Involving and integrating local actors also opens up the opportunity for inclusion and coordination between multiple and various private agencies e.g. fisheries, conservancy agencies, land owners/ developers. As a result, impactful partnerships between public and private entities can form. More information on how to facilitate this process can be accessed at Brokering New Partnerships & Stimulating Private Sector Engagement for Resilience, a part of the Resilient Cities 2018 blogpost series.
Open, shared and international information knowledge hub
Secondly, by means of open (geo-science) data sharing of performance, and collaboration and co-production with research, business and civil society, possibly even on an international level, efficient NBS’ can be developed and their cross-sectoral benefits measured, which is often not possible by means of currently available standard tools.

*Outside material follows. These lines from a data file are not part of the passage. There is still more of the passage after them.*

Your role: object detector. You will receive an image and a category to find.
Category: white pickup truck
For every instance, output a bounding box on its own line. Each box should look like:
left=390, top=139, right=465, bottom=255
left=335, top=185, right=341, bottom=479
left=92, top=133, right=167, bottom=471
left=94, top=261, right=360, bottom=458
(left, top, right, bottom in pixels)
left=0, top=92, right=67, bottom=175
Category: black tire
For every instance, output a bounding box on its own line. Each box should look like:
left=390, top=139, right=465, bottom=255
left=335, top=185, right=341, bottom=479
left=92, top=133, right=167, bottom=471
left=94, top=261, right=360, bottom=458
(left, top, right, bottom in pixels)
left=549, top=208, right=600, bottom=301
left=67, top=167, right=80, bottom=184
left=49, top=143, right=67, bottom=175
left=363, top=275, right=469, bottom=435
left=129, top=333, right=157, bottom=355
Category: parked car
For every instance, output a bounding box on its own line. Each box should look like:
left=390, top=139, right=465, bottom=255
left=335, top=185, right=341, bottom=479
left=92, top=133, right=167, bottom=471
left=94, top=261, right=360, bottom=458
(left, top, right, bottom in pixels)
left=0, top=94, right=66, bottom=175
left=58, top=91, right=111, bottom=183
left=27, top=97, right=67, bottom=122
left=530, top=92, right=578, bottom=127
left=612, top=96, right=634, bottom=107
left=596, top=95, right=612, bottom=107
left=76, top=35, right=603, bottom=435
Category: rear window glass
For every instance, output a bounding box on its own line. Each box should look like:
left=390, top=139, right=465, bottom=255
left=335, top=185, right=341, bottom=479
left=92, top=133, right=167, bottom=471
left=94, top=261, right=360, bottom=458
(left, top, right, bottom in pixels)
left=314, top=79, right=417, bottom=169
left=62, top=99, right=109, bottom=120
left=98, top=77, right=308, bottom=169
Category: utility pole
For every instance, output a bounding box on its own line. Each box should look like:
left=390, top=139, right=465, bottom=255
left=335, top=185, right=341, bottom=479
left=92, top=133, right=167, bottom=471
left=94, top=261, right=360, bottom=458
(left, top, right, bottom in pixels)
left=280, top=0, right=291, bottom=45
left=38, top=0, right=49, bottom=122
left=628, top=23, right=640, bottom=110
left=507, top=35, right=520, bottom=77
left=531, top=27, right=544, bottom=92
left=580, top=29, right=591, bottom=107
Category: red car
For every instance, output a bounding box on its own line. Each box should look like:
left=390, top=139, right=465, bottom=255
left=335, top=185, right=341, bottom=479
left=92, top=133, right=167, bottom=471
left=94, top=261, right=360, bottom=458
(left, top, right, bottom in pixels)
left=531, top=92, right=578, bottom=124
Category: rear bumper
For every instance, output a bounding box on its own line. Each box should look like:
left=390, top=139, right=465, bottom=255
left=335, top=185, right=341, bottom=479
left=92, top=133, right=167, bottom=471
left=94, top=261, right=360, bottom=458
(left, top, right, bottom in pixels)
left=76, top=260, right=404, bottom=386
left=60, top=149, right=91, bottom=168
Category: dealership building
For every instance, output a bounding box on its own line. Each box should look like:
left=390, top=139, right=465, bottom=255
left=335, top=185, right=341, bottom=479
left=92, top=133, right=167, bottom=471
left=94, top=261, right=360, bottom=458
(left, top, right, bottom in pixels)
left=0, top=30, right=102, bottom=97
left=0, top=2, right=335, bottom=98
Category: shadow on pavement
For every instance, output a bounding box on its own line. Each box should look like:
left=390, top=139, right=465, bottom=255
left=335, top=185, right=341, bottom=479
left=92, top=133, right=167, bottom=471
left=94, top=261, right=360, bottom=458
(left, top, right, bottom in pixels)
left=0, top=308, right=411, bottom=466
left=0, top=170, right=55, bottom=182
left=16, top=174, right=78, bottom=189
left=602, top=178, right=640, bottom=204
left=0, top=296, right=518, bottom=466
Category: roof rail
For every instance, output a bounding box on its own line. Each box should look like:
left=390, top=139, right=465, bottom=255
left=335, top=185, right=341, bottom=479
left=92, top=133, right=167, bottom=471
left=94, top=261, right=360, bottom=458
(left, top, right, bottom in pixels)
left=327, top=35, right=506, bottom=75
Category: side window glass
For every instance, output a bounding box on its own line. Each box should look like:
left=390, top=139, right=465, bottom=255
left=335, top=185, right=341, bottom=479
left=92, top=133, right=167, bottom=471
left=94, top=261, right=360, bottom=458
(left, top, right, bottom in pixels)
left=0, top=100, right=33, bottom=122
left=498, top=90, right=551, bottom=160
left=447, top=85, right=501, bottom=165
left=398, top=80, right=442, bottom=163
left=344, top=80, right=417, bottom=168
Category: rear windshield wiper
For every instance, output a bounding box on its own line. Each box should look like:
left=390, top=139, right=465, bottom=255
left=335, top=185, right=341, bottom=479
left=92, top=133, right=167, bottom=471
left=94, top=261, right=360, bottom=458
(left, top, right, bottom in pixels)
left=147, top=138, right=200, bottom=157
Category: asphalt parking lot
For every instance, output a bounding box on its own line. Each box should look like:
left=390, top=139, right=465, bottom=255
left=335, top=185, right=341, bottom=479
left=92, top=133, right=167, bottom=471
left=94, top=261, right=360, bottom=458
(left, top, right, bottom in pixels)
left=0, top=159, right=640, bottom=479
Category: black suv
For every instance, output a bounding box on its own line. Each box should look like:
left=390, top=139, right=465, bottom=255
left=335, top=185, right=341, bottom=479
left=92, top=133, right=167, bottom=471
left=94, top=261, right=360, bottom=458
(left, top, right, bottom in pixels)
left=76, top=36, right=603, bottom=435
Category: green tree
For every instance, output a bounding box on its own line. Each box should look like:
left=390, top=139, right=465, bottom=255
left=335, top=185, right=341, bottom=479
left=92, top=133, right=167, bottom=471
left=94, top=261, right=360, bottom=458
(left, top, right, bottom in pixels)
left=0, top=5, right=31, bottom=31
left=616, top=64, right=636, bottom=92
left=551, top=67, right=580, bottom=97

Measuring how functional ecosystems support urban communities’ resilience
Marie Angelique C. Go, Administrator of the City Government of Zamboanga, Philippines presented an example of Philippine cities struck by poverty and intensive mining, which locally aggravates climate change problems. A collaborative study was conducted to assess and reduce greenhouse gas production and garbage production. This led to mitigation of adverse effects of climate change, while also improving urban and community climate resilience in a sustainable way – resilient humans in resilient cities.
Expanding on the international character, Cities With Nature, which is going to be released at the upcoming ICLEI Montreal event, applies said approach and makes it possible to aggregate information on international case studies, develop a toolbox of standards and common practices for urban policies and urban planning, and makes them internationally accessible to build a business case around NBS.
Locally is where things happen and we need to support them.
– Kobie Brand, Director, ICLEI Cities Biodiversity Center; Regional Director, ICLEI Africa, Cape Town, South Africa
Become bankable
Thirdly, with a standardized integrated urban planning dimension, NBS become scalable and thereby attractive for banks such as the European Investment Bank. Being bankable enables the third and crucial step of achieving mainstreaming of NBS: emergence of new finance mechanisms – for and by nature.
Summary
Creating and mainstreaming a unified framework for design and implementation of disintegrated NBS enables a new and sustainable type of urban development, combining ecology, traditional urbanism and economy, to take place.
All images used in this post and all other posts within the Resilient Cities 2018 – The Global Forum on Urban Resilience series are property of ICLEI.